Amazon Faces Worker Unionization Election at Alabama Facility
Distribution center workers at the Amazon customer fulfillment center located in Bessemer, Alabama have received government approval to hold a worker unionization representation election.
The National Labor Relations Board (NLRB) recently ruled that employees at this facility can decide whether they seek to create a bargaining unit as part of the Retail, Wholesale and Department Store labor union. The date of such an election is yet to be determined.
The organizing RWDSU labor union have declined any additional comment relative to specific grievances, but the union’s website has called for changes to procedures for disciplining, firing and safety.
An Amazon spokesperson provided a statement to Business Broadcast Network CNBC:
“Amazon has created more than 5,000 full-time jobs in Bessemer, with average pay of $15.30 per hour, health care and other benefits. We don’t believe this group represents the majority of our employees’ views. Our employees choose to work at Amazon because we offer some of the best jobs available everywhere we hire, and we encourage anyone to compare our overall pay, benefits, and workplace environment to any other company with similar jobs.”
The National Public Radio report points out that the RWDSU union was among most vocal critics of Amazon’s push for a second headquarters in the New York borough of Queens.
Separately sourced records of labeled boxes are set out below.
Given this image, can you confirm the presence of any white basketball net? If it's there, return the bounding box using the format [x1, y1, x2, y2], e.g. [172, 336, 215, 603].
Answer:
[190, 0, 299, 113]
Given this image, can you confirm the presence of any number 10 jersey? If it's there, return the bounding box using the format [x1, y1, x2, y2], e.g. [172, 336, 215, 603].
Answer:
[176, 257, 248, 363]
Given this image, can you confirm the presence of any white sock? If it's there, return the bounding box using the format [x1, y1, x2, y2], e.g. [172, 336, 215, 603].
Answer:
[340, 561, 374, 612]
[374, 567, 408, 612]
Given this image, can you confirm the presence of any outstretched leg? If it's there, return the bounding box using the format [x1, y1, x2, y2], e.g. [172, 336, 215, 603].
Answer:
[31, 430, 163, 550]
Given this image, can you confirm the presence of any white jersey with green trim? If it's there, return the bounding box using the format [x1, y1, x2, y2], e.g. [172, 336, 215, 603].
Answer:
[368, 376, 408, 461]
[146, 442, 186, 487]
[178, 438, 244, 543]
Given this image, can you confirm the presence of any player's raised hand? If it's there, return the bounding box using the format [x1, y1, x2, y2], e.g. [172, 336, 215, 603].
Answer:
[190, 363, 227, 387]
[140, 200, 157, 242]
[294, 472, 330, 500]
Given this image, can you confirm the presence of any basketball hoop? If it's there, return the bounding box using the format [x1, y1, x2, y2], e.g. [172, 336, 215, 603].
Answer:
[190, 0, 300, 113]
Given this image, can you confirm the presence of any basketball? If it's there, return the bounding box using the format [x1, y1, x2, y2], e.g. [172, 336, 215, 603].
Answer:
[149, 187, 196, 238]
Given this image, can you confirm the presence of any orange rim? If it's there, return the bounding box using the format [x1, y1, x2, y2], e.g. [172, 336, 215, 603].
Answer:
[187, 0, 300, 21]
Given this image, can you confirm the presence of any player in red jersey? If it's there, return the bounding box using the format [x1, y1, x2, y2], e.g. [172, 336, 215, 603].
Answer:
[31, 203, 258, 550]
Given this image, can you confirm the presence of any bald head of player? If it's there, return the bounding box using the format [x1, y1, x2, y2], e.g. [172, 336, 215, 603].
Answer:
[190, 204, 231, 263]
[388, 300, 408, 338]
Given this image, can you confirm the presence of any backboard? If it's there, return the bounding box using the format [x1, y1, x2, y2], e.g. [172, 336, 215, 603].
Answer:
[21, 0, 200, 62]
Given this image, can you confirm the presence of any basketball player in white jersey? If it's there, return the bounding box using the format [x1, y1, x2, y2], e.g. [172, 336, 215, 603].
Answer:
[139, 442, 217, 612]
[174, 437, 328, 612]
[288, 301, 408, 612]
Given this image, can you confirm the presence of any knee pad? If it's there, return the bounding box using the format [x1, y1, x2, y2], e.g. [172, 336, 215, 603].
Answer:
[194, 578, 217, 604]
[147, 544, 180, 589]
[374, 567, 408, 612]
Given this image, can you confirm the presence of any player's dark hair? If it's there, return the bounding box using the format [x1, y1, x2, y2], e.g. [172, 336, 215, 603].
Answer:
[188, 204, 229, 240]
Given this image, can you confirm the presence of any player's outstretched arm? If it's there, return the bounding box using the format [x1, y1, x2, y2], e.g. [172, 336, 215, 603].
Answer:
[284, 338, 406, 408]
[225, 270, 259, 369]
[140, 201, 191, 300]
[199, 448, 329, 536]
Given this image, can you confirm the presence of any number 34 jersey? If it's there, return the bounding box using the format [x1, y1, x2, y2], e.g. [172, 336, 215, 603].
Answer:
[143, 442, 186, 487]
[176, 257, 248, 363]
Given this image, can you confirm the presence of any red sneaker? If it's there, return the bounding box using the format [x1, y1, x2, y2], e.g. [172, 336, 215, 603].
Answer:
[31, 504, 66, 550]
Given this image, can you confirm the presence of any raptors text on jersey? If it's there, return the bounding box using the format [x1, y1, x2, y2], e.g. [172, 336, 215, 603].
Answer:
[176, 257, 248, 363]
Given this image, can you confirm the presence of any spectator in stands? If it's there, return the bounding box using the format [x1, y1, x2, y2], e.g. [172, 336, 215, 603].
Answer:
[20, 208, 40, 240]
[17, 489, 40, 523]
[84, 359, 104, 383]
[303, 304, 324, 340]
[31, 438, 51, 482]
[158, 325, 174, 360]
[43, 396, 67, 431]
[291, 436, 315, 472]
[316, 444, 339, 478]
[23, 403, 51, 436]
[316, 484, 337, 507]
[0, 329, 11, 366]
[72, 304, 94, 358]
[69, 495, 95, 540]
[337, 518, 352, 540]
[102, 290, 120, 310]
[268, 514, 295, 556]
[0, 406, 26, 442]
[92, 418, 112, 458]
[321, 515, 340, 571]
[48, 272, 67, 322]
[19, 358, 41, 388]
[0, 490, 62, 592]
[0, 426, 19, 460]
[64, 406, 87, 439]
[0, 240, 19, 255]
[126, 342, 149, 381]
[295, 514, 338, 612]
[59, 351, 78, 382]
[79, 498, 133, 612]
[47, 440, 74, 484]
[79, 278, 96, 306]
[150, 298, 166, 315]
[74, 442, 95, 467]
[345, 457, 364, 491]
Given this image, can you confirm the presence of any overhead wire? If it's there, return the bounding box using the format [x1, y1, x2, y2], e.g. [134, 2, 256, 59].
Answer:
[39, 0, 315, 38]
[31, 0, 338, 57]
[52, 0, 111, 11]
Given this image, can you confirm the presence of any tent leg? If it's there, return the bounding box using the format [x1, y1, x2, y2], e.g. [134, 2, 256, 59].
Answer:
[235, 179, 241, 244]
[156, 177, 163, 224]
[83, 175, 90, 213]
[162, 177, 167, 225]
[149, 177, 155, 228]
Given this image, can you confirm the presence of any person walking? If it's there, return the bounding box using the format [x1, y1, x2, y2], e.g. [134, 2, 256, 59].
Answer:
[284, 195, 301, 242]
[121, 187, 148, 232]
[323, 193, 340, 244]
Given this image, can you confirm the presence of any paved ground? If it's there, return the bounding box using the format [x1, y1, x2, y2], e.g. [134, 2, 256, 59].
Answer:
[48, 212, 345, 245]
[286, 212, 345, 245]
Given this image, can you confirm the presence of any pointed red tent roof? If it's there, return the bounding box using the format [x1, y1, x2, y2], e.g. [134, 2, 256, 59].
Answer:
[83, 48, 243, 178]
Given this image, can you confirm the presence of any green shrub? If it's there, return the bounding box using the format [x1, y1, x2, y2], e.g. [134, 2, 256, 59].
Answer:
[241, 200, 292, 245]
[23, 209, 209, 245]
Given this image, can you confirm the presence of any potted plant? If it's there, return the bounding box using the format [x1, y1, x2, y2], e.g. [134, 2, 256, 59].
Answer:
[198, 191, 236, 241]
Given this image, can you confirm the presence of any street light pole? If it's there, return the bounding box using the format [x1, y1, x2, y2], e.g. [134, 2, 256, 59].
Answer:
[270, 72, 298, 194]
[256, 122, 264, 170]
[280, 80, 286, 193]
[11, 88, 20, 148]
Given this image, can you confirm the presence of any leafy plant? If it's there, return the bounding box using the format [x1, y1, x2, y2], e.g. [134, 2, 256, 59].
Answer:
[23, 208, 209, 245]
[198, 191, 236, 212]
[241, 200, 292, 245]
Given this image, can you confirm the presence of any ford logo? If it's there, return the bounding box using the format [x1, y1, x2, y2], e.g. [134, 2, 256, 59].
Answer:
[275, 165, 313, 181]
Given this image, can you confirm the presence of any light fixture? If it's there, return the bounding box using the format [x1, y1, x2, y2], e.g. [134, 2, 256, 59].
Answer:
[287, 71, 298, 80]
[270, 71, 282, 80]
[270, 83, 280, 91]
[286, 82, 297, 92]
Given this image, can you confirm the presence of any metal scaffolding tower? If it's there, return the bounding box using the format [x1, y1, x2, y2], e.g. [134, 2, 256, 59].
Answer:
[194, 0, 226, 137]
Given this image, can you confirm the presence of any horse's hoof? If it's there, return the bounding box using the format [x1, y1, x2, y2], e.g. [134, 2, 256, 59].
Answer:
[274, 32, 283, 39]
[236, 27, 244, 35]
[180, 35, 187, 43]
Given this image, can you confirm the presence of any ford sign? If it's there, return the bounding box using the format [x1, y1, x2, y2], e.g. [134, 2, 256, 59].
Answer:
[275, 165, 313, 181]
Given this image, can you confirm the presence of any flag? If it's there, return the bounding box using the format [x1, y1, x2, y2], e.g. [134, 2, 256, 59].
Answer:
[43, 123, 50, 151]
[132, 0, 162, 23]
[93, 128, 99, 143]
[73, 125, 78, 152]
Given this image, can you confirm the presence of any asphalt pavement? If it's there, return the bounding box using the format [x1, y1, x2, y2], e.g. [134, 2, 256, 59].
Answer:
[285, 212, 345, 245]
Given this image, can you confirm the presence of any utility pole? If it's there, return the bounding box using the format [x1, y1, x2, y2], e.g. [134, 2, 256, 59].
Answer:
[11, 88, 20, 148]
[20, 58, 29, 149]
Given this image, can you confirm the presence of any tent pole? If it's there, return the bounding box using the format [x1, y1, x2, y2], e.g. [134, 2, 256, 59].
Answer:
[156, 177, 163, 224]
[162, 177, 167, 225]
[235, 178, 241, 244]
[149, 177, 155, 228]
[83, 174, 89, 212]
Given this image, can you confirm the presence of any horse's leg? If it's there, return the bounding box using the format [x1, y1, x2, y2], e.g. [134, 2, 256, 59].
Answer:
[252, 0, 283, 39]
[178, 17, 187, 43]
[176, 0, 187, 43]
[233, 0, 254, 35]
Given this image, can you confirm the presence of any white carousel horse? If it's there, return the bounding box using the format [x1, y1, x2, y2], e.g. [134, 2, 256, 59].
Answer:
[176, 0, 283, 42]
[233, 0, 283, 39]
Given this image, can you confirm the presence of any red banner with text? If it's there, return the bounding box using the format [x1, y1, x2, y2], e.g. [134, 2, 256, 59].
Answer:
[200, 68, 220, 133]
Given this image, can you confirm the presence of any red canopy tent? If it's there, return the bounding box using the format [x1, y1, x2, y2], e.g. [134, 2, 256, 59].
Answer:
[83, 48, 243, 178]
As one of the second largest employers in the Retail industry, next to Walmart, there are obvious high stakes to such a unionization effort. According to The Wall Street Journal, Amazon’s global-wide workforce is estimated to be upwards of 1.1 million employees.
A NLRB unionization petition typically requires at least 30 percent of the workers to sign paperwork indicating that they desire a bargaining unit. Multiple reports indicate that Bessemer workers that would make-up the bargaining unit number a total of 1500 while Amazon contends that the total worker number exceeds 5,000 workers.
An NLRB hearing began on Friday, is expected to take several days and will evaluate next steps, procedures, and a specific voting date.
While the company has increased bonuses for workers during the ongoing COVID-19 and high-volume holiday fulfillment period, the company’s workforce has been increasingly concerned about activity quota, workplace related accidents and overall safety.
Organizing efforts and labor unrest directed at Amazon’s facilities are not a new phenomenon and the online retailer has taken a firm stand on resisting such efforts. During many previous holiday surge periods, Amazon’s unionized workers in Germany as well as airline pilots working at contracted air freight carriers supporting Amazon Prime flight operations have each been involved in visible worker protests.
The obvious issue is that the online retailer has deep financial pockets to outlast individual labor organizing campaigns.